北朝鮮について知りたいと思ったら手に取るべき本3冊を紹介

北朝鮮について知りたいと思ったら手に取るべき本3冊を紹介

生粋の北朝鮮キャラとして世間に名を馳せている私を羨望の眼差しで眺めている人も多いであろう。

そこで今回は手っ取り早く北朝鮮に詳しくなるための本3冊を紹介する。この3冊をしっかり読めば北朝鮮の政治、歴史、文化、社会のこと一通りがわかる。

3冊の本から得た知識を全面に押し出し、友人の前で嬉々として北朝鮮のことを喋ればあなたも私のように北朝鮮キャラゲットである。キャラゲット後のことは保障しないので悪しからず。

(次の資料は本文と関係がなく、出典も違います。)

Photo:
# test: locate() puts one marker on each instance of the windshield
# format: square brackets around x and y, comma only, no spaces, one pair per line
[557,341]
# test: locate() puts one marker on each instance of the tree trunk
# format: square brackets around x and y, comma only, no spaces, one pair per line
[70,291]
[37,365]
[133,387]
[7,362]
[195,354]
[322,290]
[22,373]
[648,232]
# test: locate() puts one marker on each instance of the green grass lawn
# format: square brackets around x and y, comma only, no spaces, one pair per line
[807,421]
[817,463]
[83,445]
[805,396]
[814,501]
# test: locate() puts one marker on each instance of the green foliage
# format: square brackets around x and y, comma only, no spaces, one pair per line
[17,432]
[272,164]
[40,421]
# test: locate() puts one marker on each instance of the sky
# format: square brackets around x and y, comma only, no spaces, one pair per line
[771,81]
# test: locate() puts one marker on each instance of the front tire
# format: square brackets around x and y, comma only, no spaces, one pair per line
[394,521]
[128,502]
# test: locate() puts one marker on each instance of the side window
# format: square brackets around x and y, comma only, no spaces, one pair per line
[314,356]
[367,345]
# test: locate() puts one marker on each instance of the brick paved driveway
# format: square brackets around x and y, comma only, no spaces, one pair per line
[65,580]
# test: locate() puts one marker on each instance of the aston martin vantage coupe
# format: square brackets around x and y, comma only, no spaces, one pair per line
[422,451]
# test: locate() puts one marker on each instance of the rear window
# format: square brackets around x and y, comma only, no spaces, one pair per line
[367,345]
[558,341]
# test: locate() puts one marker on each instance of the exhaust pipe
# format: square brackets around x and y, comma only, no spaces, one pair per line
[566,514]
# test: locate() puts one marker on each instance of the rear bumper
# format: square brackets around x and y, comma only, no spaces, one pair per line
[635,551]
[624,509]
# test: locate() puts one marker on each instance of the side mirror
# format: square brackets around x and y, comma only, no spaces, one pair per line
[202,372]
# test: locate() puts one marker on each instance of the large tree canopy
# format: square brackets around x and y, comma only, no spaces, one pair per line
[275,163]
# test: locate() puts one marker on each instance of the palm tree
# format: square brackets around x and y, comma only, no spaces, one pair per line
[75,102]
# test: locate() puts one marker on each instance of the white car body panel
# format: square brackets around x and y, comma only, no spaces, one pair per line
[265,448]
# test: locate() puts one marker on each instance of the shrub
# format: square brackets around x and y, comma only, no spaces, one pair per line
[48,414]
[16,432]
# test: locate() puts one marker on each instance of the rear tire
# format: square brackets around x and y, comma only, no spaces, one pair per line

『北朝鮮ー変貌を続ける独裁国家』中公新書 平岩俊司著 

北朝鮮通史の標準的な概説書。北朝鮮建国から金正恩体制の始まりまでを扱う。北朝鮮がその時々の国際情勢に合わせて国家体制を変えてきた点を強調している点が特徴的。北朝鮮が自らのエゴだけではなく各国の思惑と交差しながら生き残ってきた点を鮮やかに描き出している。

『北朝鮮現代史』岩波新書 和田春樹著

これも北朝鮮の標準的な通史。個人的には平岩本よりも少し読みづらいように感じた。前述の平岩本より北朝鮮史における「人」に関する記述が多め。北朝鮮が「遊撃隊国家」から「正規軍国家」へと移行した分析が筆者独自の視点。

『北朝鮮入門』東洋経済新報社 礒崎敦仁・澤田克己 共著 

前の2冊よりも歴史面の記述は薄いが、金正恩体制における北朝鮮の文化や社会の現状の記述が厚い。イラストやグラフ、写真も豊富で北朝鮮の今をリアリティを持って感じるのにおすすめの一冊。

最後に番外編として一冊紹介する。

『北朝鮮帰国事業ー「壮大な拉致」か「追放」か』中公新書 菊池嘉晃著

かつての「北朝鮮帰国事業」について扱った新書。今から50年ほど前、多くの在日韓国人とその家族(日本人を含む)が合法的に北朝鮮に渡った衝撃の歴史を紐解く。個人的に北朝鮮帰国事業のことはぜひ日本人に知ってほしいと思い、番外編として紹介した。